Lors des représentations sur la peine, le juge Huot et le public ont pu visionner certaines images de la tuerie. 

La défense a obtenu la permission de présenter aux juges de la Cour d’appel un montage comportant cinq angles de caméra différents. Ce montage fait partie de la divulgation de preuve, mais n’a pas été présenté en cour.

Selon les avocats de Bissonnette, cette vidéo démontre, heure à l’appui, que les trois enfants n’étaient plus présents dans la salle de prières au moment où leur client lourdement armé y a fait irruption.

Lors des représentations sur la peine, un survivant, Ahmed Ech-Chahedy, avait témoigné avoir vu Bissonnette le viser directement avec son arme, lui, et trois enfants. Cet homme, qui a promptement mis les enfants à l’abri, ne figure plus sur les images des caméras de surveillance à l’heure où Bissonnette commence à faire feu, disent les avocats.

«M. Ech-Chahedy était ainsi à l’extérieur de la salle de prières à 19:55:04 et n’a même jamais été dans la même pièce que l’appelant le 29 janvier 2017», fait valoir Me Charles-Olivier Gosselin dans sa requête pour présenter une preuve nouvelle.

Notons qu'au moment où les tirs ont commencé, les images permettaient de voir clairement une autre fillette, perdue au milieu de la salle de prières et rapidement secourue par un survivant.

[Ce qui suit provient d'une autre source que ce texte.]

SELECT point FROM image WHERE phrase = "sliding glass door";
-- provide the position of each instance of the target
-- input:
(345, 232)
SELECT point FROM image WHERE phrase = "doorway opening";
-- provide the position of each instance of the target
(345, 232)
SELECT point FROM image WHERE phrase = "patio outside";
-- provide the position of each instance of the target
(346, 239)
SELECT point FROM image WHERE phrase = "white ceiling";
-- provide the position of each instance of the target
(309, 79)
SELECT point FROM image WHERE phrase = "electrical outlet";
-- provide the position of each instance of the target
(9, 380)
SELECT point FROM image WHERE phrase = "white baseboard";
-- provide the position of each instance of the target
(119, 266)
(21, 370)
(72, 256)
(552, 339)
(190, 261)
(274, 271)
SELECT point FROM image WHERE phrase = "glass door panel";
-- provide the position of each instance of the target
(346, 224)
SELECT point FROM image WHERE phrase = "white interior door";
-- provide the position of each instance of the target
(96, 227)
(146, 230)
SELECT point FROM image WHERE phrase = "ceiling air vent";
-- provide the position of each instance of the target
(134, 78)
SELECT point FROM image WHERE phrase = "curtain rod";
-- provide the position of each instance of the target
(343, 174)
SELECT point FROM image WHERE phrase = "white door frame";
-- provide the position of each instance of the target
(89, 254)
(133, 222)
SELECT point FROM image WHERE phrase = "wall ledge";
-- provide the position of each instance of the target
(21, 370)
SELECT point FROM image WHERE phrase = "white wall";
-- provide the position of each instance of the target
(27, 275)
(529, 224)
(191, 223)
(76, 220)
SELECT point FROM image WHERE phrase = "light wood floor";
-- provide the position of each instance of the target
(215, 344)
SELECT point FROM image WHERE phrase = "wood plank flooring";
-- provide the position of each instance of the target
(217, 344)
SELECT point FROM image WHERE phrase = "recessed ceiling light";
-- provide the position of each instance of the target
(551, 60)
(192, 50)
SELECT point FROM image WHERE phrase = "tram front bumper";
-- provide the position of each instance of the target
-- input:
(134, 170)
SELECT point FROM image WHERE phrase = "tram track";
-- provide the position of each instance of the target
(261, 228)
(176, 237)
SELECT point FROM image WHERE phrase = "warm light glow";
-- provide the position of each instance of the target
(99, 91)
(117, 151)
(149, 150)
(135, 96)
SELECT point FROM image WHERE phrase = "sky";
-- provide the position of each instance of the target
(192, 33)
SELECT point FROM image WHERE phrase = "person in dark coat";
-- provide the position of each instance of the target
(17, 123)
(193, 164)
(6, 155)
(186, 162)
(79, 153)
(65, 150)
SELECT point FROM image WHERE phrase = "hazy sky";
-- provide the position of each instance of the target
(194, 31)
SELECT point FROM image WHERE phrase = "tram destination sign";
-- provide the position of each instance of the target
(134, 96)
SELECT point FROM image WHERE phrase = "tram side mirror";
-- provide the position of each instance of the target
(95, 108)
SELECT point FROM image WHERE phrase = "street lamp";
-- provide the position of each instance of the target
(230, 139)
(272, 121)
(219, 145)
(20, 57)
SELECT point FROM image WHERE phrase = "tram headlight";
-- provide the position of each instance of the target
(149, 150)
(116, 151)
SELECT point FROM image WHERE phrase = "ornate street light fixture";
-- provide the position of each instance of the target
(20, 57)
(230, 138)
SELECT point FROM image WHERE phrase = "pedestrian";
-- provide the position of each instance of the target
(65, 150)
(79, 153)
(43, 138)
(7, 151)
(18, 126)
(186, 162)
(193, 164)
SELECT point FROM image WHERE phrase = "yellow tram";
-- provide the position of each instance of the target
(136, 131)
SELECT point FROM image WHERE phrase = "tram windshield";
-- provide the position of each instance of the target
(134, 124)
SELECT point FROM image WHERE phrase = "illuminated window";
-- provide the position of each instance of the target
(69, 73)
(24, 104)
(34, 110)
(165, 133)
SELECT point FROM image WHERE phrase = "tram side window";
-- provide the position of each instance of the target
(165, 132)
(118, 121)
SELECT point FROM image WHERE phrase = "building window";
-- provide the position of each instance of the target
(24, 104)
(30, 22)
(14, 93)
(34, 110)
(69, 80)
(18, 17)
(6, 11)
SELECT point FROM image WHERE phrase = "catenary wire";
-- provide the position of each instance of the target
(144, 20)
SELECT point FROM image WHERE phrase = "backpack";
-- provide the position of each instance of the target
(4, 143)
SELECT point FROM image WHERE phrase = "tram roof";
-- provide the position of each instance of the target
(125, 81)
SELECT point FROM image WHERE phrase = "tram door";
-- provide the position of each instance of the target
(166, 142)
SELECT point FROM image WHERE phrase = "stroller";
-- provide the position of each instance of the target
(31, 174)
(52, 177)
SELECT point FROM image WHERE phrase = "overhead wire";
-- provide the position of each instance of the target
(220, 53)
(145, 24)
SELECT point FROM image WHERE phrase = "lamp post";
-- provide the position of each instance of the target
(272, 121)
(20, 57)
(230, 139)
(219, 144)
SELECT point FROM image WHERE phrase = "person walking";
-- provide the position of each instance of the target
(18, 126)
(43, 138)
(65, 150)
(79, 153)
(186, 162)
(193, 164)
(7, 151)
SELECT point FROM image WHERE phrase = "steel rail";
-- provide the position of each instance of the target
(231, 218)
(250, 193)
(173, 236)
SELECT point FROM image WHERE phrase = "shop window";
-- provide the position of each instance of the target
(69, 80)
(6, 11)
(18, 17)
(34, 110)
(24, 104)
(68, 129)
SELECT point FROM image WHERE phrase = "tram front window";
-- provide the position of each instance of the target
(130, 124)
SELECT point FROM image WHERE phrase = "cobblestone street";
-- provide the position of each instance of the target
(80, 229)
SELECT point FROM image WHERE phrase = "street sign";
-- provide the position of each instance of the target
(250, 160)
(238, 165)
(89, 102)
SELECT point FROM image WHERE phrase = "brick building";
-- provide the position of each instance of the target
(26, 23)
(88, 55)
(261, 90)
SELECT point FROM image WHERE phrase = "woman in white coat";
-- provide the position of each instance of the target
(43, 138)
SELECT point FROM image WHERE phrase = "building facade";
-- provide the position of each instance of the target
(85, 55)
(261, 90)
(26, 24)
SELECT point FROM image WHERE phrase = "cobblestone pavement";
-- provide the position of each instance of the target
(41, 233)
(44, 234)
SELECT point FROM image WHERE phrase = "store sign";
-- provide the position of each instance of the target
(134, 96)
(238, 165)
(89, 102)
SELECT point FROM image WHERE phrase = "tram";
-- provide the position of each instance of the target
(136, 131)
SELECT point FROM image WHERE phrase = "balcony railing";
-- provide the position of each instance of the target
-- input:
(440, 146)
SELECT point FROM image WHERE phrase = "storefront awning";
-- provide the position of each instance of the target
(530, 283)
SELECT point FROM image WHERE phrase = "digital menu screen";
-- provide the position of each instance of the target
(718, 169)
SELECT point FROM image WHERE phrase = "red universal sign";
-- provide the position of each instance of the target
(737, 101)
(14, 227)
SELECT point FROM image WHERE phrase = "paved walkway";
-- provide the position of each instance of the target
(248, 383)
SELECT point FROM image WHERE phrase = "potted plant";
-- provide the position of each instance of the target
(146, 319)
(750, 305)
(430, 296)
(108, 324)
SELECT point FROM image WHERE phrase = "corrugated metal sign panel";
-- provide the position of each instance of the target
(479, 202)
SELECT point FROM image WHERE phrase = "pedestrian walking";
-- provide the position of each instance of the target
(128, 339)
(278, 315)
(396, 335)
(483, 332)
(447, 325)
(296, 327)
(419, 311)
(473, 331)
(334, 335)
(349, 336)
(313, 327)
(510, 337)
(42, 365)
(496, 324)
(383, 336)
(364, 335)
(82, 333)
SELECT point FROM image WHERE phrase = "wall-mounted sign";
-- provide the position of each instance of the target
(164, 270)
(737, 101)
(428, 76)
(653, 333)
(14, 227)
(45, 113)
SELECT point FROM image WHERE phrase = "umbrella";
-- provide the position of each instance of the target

En interrogatoire avec les policiers, après son arrestation, Bissonnette disait avoir «fait attention» aux enfants. Ces paroles n’étaient que de la «comédie» avait témoigné M. Ech-Chahedy.

Le juge François Huot a dit croire entièrement le témoignage du survivant et considère que Bissonnette a menti aux policiers.

Dans sa requête, l’avocat de Bissonnette, se dit convaincu que cette conclusion du juge a pesé dans la peine sévère qu’il a imposée et dans son évaluation des circonstances aggravantes et de l’esprit blâmable du tueur.

La Cour d’appel est d’accord avec la défense sur «l’effet potentiellement déterminant» de cette preuve nouvelle. La question du jeune âge des victimes de tentative de meurtre est une circonstance aggravante qui doit être prouvée hors de tout doute raisonnable par le ministère public, ajoute le plus haut tribunal québécois.